Flash sighs deeply. "Well then. The winner of the Who Can Be The Biggest Woobie... the most sympathetic villain, according to our audience... is... Discord, Master of Chaos!"

The audience starts stomping their hooves wildly. Discord teleports to the edge of the set. "Thank you! Thank you! I love you all! You’re a great audience!"

"What?" Nightmare Moon asks. "How can that be?"

"What precautions were taken to keep him from cheating?" Sombra growls.

"Yes, this must be cheating," Chrysalis says. "I’m a mother feeding her children! His only excuse was that he just likes chaos!"

"Oh, but you’re all forgetting something," Discord says, turning back to his fellow villains. He waggles his hips, strutting and turning so they can see every part of his lower body encased in tight black leather. "I was destined to win from the beginning. None of you had any hope, not against my surefire strategy."

"What would that be?" Nightmare Moon snarls. "You had nothing to recommend you! All of us had sadder stories than yours, and the imprisonment you suffered was akin to my own! There’s no reason anyone should be more sympathetic to you than to the rest of us!"

"Oh yes there is," Discord says, smirking. He turns and bows to the audience again, which has the side effect of waggling his butt and his tail in his opponents’ faces. Over his shoulder he turns back to them. "I am the Draconequus in Leather Pants."
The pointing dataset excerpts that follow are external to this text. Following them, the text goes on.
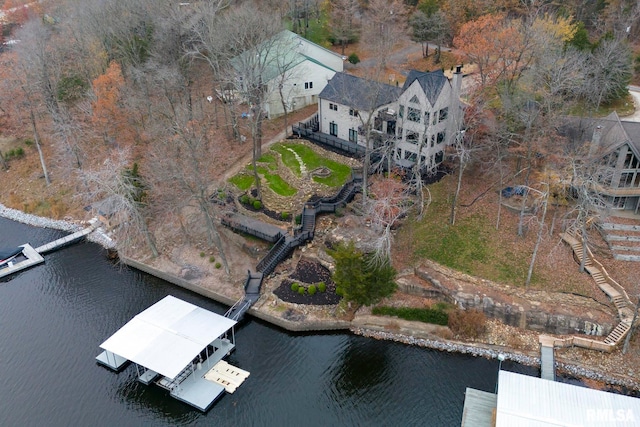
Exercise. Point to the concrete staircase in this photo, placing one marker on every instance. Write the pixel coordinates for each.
(611, 288)
(623, 240)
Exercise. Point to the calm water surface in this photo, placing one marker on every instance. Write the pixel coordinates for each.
(54, 316)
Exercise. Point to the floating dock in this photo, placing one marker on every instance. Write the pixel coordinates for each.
(34, 256)
(179, 347)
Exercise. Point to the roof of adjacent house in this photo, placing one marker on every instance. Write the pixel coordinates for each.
(359, 93)
(431, 82)
(283, 52)
(613, 131)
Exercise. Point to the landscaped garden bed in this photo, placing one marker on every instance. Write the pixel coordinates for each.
(309, 284)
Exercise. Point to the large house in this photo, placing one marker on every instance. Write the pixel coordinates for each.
(418, 120)
(349, 103)
(428, 116)
(615, 149)
(290, 65)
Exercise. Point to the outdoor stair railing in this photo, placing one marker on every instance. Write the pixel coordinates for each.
(611, 288)
(285, 244)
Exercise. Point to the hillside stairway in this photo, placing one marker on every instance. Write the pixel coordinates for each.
(284, 242)
(623, 240)
(611, 288)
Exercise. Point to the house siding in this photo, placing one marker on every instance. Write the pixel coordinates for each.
(294, 90)
(425, 132)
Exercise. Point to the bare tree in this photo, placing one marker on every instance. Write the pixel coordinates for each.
(389, 203)
(184, 170)
(343, 21)
(118, 183)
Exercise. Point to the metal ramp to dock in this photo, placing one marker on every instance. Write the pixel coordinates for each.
(547, 362)
(34, 256)
(66, 240)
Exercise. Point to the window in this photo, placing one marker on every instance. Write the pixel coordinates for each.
(627, 179)
(410, 156)
(442, 116)
(353, 135)
(413, 114)
(631, 162)
(439, 157)
(618, 202)
(412, 137)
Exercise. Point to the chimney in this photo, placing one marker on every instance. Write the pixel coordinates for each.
(595, 140)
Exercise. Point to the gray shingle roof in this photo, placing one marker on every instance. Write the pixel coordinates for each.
(431, 82)
(613, 131)
(359, 93)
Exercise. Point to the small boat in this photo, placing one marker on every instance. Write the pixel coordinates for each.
(6, 255)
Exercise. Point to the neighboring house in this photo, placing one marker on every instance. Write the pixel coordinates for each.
(347, 104)
(429, 116)
(292, 65)
(615, 146)
(421, 118)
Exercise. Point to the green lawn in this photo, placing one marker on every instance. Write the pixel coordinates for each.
(242, 181)
(312, 160)
(471, 246)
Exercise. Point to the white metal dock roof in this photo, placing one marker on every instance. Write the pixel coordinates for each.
(167, 336)
(525, 401)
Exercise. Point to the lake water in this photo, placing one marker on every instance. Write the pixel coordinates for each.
(54, 316)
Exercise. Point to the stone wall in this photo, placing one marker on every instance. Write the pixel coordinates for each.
(523, 313)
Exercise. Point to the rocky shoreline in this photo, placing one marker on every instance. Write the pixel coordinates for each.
(462, 348)
(441, 345)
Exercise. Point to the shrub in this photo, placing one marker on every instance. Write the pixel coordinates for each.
(467, 323)
(424, 315)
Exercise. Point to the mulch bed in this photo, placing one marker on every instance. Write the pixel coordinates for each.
(308, 272)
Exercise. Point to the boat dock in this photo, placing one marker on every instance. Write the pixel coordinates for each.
(34, 256)
(193, 371)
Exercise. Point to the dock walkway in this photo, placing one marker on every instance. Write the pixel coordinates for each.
(34, 256)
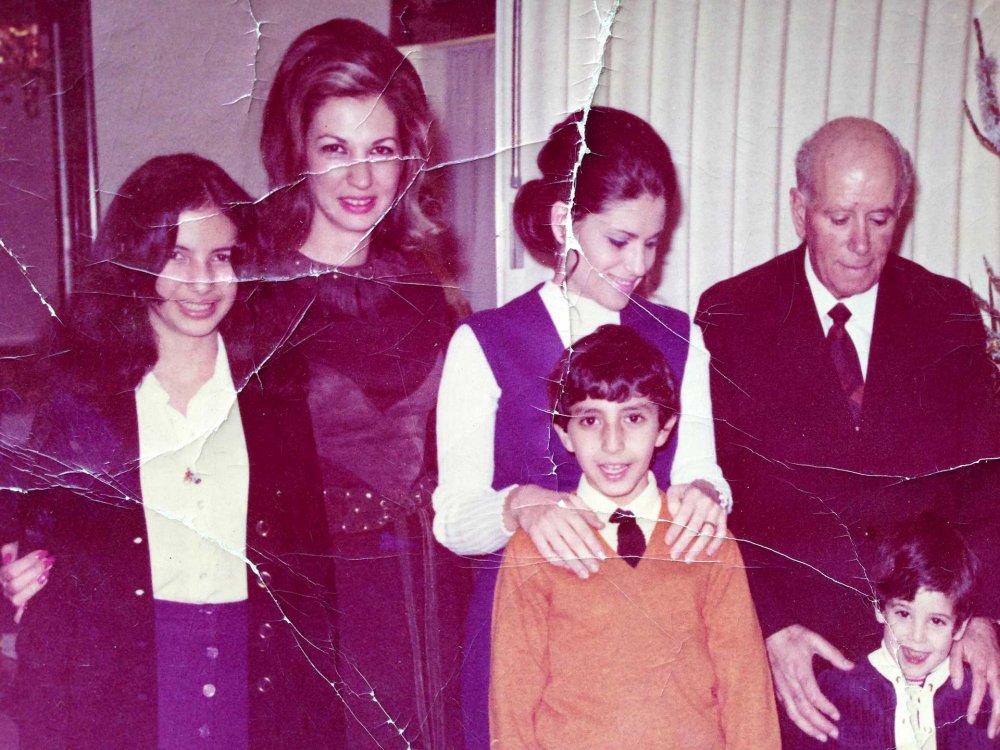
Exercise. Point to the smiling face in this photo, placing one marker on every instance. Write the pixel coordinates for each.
(617, 247)
(197, 286)
(849, 220)
(614, 443)
(920, 633)
(353, 158)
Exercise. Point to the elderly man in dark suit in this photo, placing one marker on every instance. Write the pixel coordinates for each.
(851, 390)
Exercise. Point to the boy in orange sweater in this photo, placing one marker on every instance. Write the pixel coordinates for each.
(649, 652)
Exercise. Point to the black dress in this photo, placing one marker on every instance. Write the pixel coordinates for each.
(367, 343)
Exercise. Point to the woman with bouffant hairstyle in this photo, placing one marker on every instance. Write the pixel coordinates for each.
(356, 311)
(599, 213)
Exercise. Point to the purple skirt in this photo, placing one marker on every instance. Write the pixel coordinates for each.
(201, 668)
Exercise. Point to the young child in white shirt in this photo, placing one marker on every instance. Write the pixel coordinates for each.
(901, 695)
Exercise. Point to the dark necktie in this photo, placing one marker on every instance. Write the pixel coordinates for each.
(845, 359)
(631, 542)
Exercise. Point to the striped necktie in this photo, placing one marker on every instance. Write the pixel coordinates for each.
(845, 360)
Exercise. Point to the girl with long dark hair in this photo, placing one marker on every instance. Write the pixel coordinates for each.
(192, 601)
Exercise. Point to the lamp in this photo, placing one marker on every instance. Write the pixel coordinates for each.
(24, 63)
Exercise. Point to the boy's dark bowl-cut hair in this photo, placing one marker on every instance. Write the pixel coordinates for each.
(614, 363)
(927, 553)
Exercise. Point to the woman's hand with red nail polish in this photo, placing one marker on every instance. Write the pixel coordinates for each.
(22, 578)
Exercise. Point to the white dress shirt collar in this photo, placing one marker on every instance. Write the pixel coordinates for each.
(646, 506)
(574, 316)
(915, 724)
(862, 307)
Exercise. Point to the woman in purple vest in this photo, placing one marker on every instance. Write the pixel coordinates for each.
(601, 219)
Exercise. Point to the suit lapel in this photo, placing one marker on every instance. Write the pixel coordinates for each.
(801, 343)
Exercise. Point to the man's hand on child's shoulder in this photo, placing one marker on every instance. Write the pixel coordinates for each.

Sombra simply looks confused. Chrysalis facehoofs. Nightmare Moon turns distinctly purple. "This is outrageous! We pour out our hearts, expose our vulnerable side, only to lose because of a bad joke about a TV Trope?"

Discord continues to strut around the stage, drinking in the approval of his audience, taunting his opponents, and showing off his prizewinning leather pants. The other villains continue to shout at him. As they bicker, Flash Sentry loses his psychotically huge smile, walks toward the window on the side of the soundstage, and with a running start and a flap or two of not-fully-restrained wings, flings himself through the window.

One of the camera ponies runs to the window. "Flash! You okay out there?"

"I’m all right," we hear him groan. "I forgot we were on the first floor."

"Uh... but considering you can’t really fly with that suit on, isn’t that a good thing?"

"No," Flash moans.

*fwwwt*

Author's Note:

This one almost got serious.

Almost.

Show of hands: Who knew Discord was going to win as soon as his pants were described?

I'm using the comic book history for Sombra because it does kind of make him a woobie. Or at least slightly sympathetic.

I do not ship FlashLight. I also have nothing against Flash Sentry, either version. I just don't think the pony version has any real connection to Twilight whatsoever. He's smiled at her, like, twice. That's not a grand romance.